—Ojalá pudiese hacer bien a Enrique. Cuando me llegue la muerte, sea como sea, tengo la esperanza de recibirla de tal modo que sea un ejemplo para él cuando le llegue su hora.
—Comprendo. ¿Pensáis mucho en la muerte del rey?
—Pienso en su vida posterior.
—Si queréis hacer bien a su alma, ¿por qué le ponéis trabas continuamente? Eso difícilmente puede hacerle un hombre mejor. ¿Nunca habéis pensado que si os hubieseis sometido a sus deseos hace años, si hubieseis entrado en un convento y le hubieseis permitido casarse de nuevo, nunca habría roto con Roma? No habría habido ninguna necesidad. Existían suficientes dudas sobre vuestro matrimonio para que os retiraseis de buen grado. Habríais sido honrada por todos. Pero ahora los títulos a los que os aferráis están vacíos. Enrique era un buen hijo de Roma. Vos le empujasteis a esa postura extrema. Vos dividisteis la Cristiandad, no él. Y espero que sepáis eso, y que penséis en ello en el silencio de la noche.
Hay una pausa, mientras ella pasa las grandes páginas de su enorme volumen de cólera, y pone el dedo concretamente en la palabra justa.
—Lo que vos decís, Cromwell, es… despreciable.
Probablemente tenga razón, piensa él. Pero seguiré atormentándola, desvelándola ante sí misma, desnudándola de ilusiones, y lo haré por el bien de su hija: María es el futuro, el único vástago adulto que tiene el rey, la única perspectiva de Inglaterra si Dios llamase a Enrique y el trono quedase de pronto vacío.
—Así que no me daréis una de esas rosas de seda… —le dice—. Yo pensé que podríais.
Una larga mirada.
—Vos, al menos como enemigo, os dejáis ver claramente. Ojalá mis amigos pudiesen hacerse tan visibles. Los ingleses son una nación de hipócritas.
—Ingratos —concuerda él—. Mentirosos natos. Yo mismo lo he descubierto. Preferiría a los italianos. Los florentinos, tan modestos. Los venecianos, transparentes en todos sus tratos. Y vuestra propia raza, los españoles. Gente tan honesta. Solían decir de vuestro real padre, Fernando, que la franqueza de su corazón le perjudicaba.

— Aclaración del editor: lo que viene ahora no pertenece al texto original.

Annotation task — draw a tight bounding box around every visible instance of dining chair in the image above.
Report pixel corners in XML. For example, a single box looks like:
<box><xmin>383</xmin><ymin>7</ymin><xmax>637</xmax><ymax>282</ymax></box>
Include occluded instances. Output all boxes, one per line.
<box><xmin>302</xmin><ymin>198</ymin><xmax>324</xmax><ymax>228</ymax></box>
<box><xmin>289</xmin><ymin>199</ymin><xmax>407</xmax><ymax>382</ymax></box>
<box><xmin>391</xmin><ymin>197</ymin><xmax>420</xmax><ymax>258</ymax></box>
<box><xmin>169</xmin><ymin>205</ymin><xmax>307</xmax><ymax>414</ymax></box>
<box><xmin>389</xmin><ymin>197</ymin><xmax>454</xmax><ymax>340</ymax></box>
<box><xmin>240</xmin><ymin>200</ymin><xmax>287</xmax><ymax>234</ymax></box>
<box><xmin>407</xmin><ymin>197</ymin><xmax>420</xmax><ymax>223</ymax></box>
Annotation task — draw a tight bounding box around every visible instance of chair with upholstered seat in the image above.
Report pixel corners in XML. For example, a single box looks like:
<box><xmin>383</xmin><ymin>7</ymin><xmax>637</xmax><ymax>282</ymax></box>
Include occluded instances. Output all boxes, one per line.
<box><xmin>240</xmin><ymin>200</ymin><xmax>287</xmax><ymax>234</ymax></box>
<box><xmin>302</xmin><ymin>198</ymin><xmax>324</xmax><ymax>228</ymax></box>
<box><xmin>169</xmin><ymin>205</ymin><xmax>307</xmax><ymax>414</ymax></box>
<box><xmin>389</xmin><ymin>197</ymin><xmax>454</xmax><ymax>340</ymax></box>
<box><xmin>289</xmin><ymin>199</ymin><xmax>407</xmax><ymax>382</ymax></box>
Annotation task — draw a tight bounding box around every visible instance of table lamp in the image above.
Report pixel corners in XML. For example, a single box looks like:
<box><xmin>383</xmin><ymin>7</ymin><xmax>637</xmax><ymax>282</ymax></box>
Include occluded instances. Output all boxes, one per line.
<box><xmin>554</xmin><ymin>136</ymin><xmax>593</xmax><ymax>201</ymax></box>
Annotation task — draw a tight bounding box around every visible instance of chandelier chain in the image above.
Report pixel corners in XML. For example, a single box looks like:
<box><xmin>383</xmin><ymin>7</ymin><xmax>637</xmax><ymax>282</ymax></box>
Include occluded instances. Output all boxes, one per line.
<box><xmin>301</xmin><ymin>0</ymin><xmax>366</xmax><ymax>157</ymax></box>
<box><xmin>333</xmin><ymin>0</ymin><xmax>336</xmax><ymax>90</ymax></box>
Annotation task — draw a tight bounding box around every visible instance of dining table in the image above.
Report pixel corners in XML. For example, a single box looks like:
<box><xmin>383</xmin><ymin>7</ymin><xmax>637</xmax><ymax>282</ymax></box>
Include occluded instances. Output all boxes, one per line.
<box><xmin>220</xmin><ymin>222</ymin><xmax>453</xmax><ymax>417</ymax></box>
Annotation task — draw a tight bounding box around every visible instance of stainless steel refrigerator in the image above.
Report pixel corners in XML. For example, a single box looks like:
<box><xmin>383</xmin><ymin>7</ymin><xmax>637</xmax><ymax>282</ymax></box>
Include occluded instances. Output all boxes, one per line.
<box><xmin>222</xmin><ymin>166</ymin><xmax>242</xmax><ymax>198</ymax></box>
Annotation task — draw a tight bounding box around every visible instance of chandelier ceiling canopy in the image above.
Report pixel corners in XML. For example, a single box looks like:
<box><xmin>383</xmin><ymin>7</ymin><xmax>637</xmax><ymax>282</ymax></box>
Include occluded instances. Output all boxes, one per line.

—Os estáis divirtiendo —dice ella— a expensas de una moribunda.
—Queréis recibir un gran crédito por morir. Ofrecéis garantías en una mano y queréis privilegios en la otra.
—Un estado como el mío suele inspirar bondad.
—Yo estoy intentando ser bueno, pero vos no lo veis. Al menos,
madame
, ¿no podéis dejar a un lado vuestra propia voluntad y reconciliaros con el rey por el bien de vuestra hija? Si dejáis este mundo enfrentada con él, lo pagará ella. Y ella es joven y tiene una vida que vivir.
—Él no le echará la culpa a María. Conozco al rey. No es un hombre tan mezquino.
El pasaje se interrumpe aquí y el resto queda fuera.